Une société acquiert un immeuble en vue de le vendre à la découpe en offrant des produits immobiliers défiscalisés. Un notaire établit l’état descriptif de division et le règlement de copropriété de l’immeuble. Il rédige également les actes de vente des lots aux investisseurs et les statuts de l’association syndicale libre (ASL) qui confie à une société la réalisation des travaux de restauration. Les appels de fonds sont versés par les investisseurs sur un compte ouvert au nom de l’ASL par l’étude du notaire. Mais la société est placée en liquidation judiciaire. Alors que les deux tiers des fonds destinés aux travaux sont déjà versés, seuls les travaux de démolition sont réalisés et les travaux de restauration à peine commencés. Les investisseurs font ensuite l’objet de redressements fiscaux au motif que les sommes versées par eux ne correspondent à des travaux que pour partie, qui seule pouvait les faire bénéficier de déductions fiscales. Ils réclament une indemnisation à l’encontre de la SCP du notaire (et son assureur) pour manquement à son devoir de conseil. Ils reprochent aussi à l’officier public d’avoir commis une faute en se départissant des fonds en vertu des instructions données par le directeur de l’ASL, sans avoir vérifié la feuille d’émargement de l’AG de nature à faire apparaître l’irrégularité de la désignation.
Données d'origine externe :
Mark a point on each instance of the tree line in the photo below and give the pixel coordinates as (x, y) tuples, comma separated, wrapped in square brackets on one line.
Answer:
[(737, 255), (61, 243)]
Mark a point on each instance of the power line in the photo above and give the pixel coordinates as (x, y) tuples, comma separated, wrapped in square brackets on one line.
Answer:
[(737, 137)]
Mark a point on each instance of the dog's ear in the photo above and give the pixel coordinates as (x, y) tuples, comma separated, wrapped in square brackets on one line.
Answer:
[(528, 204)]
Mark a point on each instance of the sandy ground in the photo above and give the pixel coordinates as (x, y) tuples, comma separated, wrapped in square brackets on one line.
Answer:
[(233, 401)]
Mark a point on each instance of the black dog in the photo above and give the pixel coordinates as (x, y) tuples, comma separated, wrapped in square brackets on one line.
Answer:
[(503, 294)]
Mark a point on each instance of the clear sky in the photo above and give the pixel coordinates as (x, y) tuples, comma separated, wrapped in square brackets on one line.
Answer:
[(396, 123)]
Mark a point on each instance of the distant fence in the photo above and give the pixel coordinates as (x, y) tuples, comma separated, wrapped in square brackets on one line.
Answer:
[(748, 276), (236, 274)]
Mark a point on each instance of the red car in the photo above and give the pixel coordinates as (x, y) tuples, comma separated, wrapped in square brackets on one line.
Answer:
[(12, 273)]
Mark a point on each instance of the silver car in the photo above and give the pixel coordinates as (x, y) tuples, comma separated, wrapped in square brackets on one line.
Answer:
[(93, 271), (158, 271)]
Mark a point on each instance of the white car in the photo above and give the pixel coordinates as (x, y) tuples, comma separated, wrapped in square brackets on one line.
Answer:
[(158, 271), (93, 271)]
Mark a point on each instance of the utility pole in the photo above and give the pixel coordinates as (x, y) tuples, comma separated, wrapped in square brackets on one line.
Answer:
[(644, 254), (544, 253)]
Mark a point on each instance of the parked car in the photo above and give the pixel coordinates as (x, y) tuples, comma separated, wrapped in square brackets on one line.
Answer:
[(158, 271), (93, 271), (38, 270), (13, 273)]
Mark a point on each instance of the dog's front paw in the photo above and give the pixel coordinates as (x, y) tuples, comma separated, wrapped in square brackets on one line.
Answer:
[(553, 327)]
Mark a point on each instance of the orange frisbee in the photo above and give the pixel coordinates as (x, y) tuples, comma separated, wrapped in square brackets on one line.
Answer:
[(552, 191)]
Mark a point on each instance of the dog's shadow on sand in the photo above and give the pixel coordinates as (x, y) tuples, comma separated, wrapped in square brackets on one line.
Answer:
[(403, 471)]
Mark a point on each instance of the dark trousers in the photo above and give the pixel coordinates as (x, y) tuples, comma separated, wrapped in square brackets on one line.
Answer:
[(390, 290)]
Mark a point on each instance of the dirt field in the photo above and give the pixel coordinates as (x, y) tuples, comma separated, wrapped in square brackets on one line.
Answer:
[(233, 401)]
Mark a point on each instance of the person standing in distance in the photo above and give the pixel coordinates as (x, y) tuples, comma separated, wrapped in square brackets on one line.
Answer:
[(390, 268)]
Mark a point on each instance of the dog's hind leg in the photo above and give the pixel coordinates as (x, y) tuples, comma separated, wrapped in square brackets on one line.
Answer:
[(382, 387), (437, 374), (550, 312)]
La cour d’appel rejette la demande des acheteurs. Leur objectif était d’obtenir un investissement défiscalisé permettant la déduction du coût des travaux engagés de l’impôt sur leur revenu ; ils ne pouvaient donc pas ignorer que la réalisation effective des travaux était une condition des déductions fiscales. Et il n’appartenait pas au notaire de solliciter la feuille d’émargement de l’AG pour vérifier la conformité du procès-verbal, dont il n’était apparu que bien plus tard qu’il contenait des indications erronées, étant rappelé que les dispositions de la loi du 21 juin 1865 relatives à la désignation du directeur d’une ASL ne sont pas d’ordre public.
La Cour de cassation confirme en tous points.
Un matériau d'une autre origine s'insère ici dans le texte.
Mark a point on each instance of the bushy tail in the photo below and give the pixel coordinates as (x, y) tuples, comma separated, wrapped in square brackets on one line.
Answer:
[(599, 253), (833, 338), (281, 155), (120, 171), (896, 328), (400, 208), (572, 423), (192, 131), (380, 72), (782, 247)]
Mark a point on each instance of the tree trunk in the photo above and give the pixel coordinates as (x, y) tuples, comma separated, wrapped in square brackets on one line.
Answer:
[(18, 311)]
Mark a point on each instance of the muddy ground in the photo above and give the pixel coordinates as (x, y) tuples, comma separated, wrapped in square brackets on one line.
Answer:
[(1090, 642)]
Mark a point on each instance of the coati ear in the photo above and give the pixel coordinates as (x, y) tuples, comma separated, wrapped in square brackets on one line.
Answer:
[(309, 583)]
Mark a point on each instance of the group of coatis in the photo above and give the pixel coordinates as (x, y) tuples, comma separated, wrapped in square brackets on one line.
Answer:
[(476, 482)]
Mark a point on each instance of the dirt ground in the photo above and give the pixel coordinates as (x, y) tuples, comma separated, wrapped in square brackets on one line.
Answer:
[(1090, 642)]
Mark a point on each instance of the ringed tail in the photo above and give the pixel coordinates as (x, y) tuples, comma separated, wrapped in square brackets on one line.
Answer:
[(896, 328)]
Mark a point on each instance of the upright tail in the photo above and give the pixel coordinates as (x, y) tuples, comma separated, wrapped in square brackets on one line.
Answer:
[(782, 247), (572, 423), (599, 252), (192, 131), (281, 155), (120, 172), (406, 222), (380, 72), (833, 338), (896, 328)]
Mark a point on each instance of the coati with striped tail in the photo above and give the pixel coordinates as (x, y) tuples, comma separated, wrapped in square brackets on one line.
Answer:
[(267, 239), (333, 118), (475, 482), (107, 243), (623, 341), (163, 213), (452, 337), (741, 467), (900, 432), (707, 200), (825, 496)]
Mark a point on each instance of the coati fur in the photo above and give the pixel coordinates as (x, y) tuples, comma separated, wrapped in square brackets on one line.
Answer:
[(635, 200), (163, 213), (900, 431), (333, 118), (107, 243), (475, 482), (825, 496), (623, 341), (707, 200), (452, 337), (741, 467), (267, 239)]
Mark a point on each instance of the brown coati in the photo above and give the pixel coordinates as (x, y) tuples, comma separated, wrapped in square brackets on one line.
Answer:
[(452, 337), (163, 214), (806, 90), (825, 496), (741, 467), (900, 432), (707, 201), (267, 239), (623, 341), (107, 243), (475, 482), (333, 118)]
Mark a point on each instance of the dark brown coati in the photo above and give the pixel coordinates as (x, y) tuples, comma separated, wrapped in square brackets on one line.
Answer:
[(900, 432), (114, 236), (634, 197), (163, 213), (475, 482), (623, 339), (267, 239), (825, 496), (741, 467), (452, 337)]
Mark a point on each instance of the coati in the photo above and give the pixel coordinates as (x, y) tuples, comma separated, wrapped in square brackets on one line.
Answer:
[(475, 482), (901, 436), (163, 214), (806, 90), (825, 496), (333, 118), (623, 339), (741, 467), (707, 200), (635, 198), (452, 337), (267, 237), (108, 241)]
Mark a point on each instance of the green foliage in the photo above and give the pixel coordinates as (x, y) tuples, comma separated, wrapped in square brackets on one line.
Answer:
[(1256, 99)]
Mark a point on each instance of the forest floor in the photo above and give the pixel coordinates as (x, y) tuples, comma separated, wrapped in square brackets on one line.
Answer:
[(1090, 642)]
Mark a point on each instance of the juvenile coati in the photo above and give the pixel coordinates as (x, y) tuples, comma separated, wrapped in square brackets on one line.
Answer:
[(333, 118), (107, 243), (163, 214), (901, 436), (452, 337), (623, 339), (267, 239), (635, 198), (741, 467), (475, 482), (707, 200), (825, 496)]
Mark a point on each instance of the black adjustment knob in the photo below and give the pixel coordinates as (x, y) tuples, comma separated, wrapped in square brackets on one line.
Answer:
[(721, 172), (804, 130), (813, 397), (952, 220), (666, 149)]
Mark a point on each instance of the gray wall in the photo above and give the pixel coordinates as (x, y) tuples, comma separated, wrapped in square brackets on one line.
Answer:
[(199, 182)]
A noter : Au regard de la responsabilité notariale, cet arrêt présente un double intérêt.
S’agissant de la preuve, les juges du fond peuvent considérer que les acquéreurs savaient que la réalisation effective des travaux était une condition des déductions fiscales, dès lors que leur objectif était d’obtenir un investissement défiscalisé.
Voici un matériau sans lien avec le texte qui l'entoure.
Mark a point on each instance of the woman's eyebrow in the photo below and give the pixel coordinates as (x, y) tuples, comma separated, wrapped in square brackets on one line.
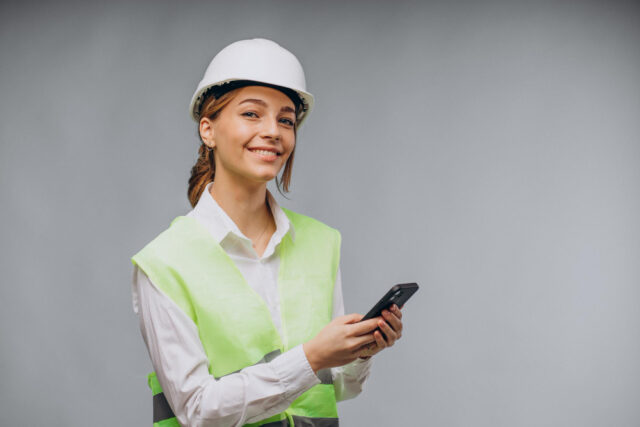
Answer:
[(264, 104)]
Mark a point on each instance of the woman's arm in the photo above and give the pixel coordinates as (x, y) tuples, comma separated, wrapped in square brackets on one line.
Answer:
[(347, 379), (180, 362)]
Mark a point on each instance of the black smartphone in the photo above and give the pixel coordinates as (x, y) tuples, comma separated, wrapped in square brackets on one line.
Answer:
[(398, 294)]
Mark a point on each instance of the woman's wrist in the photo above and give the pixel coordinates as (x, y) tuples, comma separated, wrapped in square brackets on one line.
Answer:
[(311, 354)]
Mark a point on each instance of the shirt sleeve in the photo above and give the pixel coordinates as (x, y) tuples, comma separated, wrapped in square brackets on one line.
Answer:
[(181, 364), (347, 379)]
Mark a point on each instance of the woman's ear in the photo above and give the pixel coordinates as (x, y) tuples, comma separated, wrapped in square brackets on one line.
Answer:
[(206, 132)]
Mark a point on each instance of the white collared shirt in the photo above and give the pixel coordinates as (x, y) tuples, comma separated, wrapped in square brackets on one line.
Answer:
[(179, 359)]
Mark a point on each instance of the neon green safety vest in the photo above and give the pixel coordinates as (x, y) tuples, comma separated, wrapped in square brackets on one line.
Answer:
[(233, 321)]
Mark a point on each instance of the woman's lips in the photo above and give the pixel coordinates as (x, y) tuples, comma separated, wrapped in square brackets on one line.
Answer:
[(265, 155)]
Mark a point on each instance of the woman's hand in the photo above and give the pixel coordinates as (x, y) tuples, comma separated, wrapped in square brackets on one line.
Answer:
[(392, 329), (340, 341)]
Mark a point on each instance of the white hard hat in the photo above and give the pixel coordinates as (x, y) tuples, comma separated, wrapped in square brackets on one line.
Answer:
[(257, 60)]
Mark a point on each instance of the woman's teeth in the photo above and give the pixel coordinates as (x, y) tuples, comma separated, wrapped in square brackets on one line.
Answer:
[(268, 153)]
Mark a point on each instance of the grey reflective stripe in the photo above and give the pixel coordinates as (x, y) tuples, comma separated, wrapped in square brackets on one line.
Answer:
[(325, 376), (314, 422), (162, 411), (161, 408)]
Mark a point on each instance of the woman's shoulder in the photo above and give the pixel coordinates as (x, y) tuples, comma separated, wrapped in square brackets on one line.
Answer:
[(181, 230), (305, 222)]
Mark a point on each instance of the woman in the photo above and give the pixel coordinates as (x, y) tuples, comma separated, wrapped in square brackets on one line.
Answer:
[(240, 301)]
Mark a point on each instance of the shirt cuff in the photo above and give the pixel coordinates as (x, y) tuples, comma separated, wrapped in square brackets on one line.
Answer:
[(293, 369)]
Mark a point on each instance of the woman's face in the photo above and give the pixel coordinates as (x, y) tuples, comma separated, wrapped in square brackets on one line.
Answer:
[(253, 135)]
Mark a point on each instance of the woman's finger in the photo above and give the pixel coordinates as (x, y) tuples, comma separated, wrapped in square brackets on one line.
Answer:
[(389, 332), (397, 311), (394, 321), (379, 340)]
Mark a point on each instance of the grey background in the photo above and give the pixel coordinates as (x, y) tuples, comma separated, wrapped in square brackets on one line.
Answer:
[(487, 150)]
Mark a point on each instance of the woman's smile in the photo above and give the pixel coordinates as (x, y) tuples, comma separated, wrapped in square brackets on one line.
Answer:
[(266, 154)]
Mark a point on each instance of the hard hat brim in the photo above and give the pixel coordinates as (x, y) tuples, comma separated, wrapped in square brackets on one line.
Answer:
[(306, 99)]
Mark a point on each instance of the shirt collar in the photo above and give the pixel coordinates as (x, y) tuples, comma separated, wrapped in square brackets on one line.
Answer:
[(209, 213)]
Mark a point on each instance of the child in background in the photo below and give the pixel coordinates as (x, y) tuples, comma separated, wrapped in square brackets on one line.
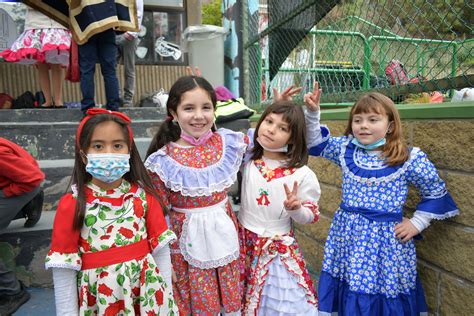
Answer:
[(109, 249), (44, 43), (277, 188), (369, 265), (192, 166)]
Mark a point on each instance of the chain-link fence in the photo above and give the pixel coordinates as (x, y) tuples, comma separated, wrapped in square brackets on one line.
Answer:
[(400, 48)]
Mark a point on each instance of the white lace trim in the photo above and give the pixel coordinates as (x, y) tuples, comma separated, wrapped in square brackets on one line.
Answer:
[(75, 267), (202, 264), (393, 176), (439, 217), (220, 186)]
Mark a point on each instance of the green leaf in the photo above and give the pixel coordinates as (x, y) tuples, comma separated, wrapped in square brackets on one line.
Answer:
[(90, 220)]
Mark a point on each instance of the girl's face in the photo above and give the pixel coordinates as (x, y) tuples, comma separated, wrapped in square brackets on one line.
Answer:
[(109, 138), (369, 127), (274, 132), (195, 112)]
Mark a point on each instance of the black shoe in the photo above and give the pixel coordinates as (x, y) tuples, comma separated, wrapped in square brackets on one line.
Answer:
[(33, 210), (11, 303)]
S’agissant de l’étendue des obligations notariales, la présente décision est conforme au principe selon lequel :
- le notaire, recevant un acte en l'état de déclarations erronées d'une partie quant aux faits rapportés, n'engage sa responsabilité que s'il disposait d'éléments de nature à faire douter de leur véracité ou de leur exactitude (voir par exemple Cass. 1e civ. 16-10-2013 n° 12-24.267 F-D : AJDI 2014 p. 58 note S. Porcheron). Dans le cas d’espèce étudié, il est bien relevé que le procès-verbal n’était pas contesté et que les irrégularités qu’il contient ne sont apparues que postérieurement à l’intervention du notaire ;
- le notaire doit toutefois vérifier les déclarations faites par les parties, qui, par leur nature ou leur portée juridique, conditionnent la validité ou l'efficacité de l'acte (voir par exemple Cass. com. 19-12-2018 n° 17-13.647 F-D). Dans le cas d’espèce commenté, il est bien relevé que les dispositions de la loi du 21 juin 1865 relatives à la désignation du directeur d’une ASL qui n’ont pas été respectées ne sont pas d’ordre public.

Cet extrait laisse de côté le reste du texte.